BERITABETA.COM, Ambon – Kejaksaan Tinggi (Kejati) Maluku hanya menunggu alias “menjemput bola”. Soal dugaan rekayasa tender/lelang paket proyek gedung Auditorium Institut Agama Islam Negeri (IAIN) Ambon tahun anggaran 2020/2021 senilai Rp.26 miliar itu bisa diusut, bila ada laporan resmi disampaikan ke Kejati Maluku.

"Laporan yang disampaikan harus didukung dengan dokumen-dokumen terkait proyek itu. Bila ada laporan resmi maka bisa diproses," ujar Kepala Seksi Penerangan Hukum (Kasi Penkum) Kejati Maluku Wahyudi kepada beritabeta.com di ruang kerjanya, Jumat (30/07/2021).

Ia menjelaskan, dokumen pendukung tersebut semisal Dipa atau sumber dana untuk pembangunan proyek dimaksud, sehingga bisa dipelajari oleh Kejaksaan.

“Bila laporan resmi itu disertai dokumen pendukung terkait tender proyek tersebut, nah Itu lebih bagus lagi,” tuturnya.

Menurutnya, dengan dokumen-dokumen pendukung itu bisa dijadikan petunjuk atau pintu masuk guna mengetahui para pihak terkait mulai Panitia (Pokja/ULP) dan PPK tender proyek ini.

“Jika (dokumen pendukung) ada dalam laporan, maka akan memudahkan kejaksaan untuk bergerak. Kalau tidak ada dokumen pendukung, tentu akan sulit,” timpal Wahyudi.

Dia menyarankan kepada pihak yang merasa memiliki dokumen-dokumen pendukung terkait masalah tender paket proyek Gedung Auditorium IAIN Ambon itu, silakan menyampaikan laporan resmi ke Kejati Maluku.

“Intinya, Kejati Maluku bisa proses masalah ini, kalau ada laporan resmi disertai dokumen pendukung,” imbuhnya.

Diketahui, tender proyek nomor 12754170 ini dilakukan dua kali. Lelang pertama Maret 2021 sudah ditetapkan pemenang tapi dibatalkan oleh Rektor IAIN Ambon Dr.

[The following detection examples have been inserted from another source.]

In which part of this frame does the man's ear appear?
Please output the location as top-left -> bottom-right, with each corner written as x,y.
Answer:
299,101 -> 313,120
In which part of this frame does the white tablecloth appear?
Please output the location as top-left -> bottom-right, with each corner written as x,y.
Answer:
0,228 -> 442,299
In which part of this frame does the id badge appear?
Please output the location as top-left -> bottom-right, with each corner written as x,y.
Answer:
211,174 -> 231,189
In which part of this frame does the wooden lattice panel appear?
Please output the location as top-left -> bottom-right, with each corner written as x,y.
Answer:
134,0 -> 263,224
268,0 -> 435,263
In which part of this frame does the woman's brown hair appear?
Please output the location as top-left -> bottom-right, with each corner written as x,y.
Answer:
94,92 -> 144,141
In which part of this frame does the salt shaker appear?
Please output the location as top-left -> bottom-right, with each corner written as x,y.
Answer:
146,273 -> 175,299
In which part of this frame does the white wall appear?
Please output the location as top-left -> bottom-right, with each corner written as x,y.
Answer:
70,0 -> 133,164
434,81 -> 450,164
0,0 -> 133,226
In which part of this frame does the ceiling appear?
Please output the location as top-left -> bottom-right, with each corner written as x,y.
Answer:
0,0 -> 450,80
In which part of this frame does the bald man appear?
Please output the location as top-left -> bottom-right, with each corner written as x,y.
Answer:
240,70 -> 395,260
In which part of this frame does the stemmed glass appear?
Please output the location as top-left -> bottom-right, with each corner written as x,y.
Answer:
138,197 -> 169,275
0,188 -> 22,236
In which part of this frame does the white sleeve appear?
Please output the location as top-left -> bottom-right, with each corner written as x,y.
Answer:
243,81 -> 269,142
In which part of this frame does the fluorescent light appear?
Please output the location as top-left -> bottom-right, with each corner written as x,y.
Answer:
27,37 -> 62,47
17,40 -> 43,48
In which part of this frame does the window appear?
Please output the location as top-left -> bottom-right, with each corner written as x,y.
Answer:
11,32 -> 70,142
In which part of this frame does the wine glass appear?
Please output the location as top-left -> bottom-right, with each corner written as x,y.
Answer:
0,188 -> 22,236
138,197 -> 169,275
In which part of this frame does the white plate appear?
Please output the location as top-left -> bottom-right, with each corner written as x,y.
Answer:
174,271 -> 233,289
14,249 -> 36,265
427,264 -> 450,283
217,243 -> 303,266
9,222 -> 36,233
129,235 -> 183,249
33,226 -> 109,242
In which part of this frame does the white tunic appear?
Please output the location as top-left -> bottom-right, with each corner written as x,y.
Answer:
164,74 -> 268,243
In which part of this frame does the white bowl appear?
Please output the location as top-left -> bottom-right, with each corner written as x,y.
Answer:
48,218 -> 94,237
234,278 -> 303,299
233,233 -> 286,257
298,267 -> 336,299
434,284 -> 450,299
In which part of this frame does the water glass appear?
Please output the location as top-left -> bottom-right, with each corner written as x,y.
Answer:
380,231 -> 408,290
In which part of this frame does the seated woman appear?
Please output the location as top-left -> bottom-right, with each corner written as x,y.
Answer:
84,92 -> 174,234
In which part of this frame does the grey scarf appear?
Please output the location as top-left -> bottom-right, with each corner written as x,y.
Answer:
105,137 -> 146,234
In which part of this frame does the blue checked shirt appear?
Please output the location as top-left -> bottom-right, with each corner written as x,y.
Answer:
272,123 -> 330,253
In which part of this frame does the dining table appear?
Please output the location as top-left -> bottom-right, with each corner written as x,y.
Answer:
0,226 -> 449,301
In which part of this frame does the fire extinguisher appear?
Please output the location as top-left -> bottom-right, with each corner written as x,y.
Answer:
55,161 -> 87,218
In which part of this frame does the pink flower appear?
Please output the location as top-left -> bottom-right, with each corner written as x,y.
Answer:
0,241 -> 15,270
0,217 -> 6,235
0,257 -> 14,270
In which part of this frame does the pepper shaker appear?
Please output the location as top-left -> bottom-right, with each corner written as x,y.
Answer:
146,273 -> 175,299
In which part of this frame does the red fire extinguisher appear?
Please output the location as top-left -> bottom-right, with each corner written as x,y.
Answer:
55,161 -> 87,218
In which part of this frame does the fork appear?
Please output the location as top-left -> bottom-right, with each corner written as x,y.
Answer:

Zainal Abidin Rahawarin.

Pembatalan hasil lelang pertama dilakukan Rektor sekaligus memberhentikan panitia pertama atas usulan Kepala Unit Kerja Pengadaan Barang dan Jasa (UKPBJ) IAIN Ambon, Hamiruddin.

Panitia lelang pertama yang diberhentikan oleh Rektor antara lain; Syukur (Ketua), La Endaku, dan Husein Rumain.

Panitia Lelang (Pokja/ULP) kedua Juli 2021 yang diangkat oleh Rektor diantaranya; Nur Tuny dan Fahmi, Pegawai Kampus IAIN Ambon. Ketua Panitia Tender adalah pegawai dari Kantor Kemenag RI di Jakarta.

Selaku Pejabat Pembuat Komitmen (PPK) paket proyek ini adalah Jamal Haasan Warandi. Hasil lelang kedua Juli 2021, panitia lelang menetapkan PT. Arya Perkasa Utama sebagai pemenang. Padahal, nilai penawaran perusahaan ini tidak berbeda dengan lelang pertama.

Sebelumnya, dugaan permainan dan kongkalikong oknum panitia (Pokja/ULP) lelang paket proyek ini terungkap melalui sanggahan Direktur PT. Karya Laksana Sejahtera Sukses, Rusma BR. Sihombing yang juga ikut tender.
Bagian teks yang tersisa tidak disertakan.